À Casablanca, la station de dessalement sera opérationnelle vers la fin de l’année prochaine ou au plus tard au début de 2027. Avec la station de Safi et celle de Jorf Lasfar, développées par l’OCP, plusieurs villes sont alimentées, ou en cours, en eau potable dans la région Casablanca-Settat et même des villes de l’intérieur comme Khouribga et Marrakech qui sera approvisionnée en 80 millions de mètres cubes par an.

À Agadir, une station est déjà en activité, et actuellement en cours d’extension. Il y aura une nouvelle station à Tiznit, qui sera la plus grande à l’échelle nationale avec 350 millions de mètres cubes par an. Nous avons aussi une station à Tan-Tan, une à Guelmim, une à Laâyoune, qui sont plus petites et couvrent les besoins de ces villes.

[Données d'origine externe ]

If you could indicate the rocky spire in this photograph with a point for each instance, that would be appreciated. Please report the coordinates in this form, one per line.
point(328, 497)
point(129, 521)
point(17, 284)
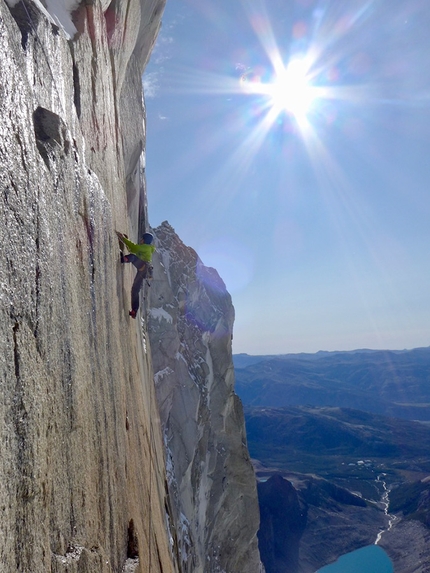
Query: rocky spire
point(211, 480)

Une autre station est projetée à Boujdour, et celle de Dakhla, sur laquelle nous travaillons aujourd’hui et qui sera finalisée et mise en service dans les semaines à venir.

C’est finalement pourquoi l’eau des barrages sera dorénavant réservée à l’agriculture pour qu’on atteigne un équilibre entre les besoins et les apports en eau compris non conventionnels. En parallèle, il y a aussi le projet d’interconnexion des bassins hydrauliques dont les deux premières phases sont déjà opérationnelles.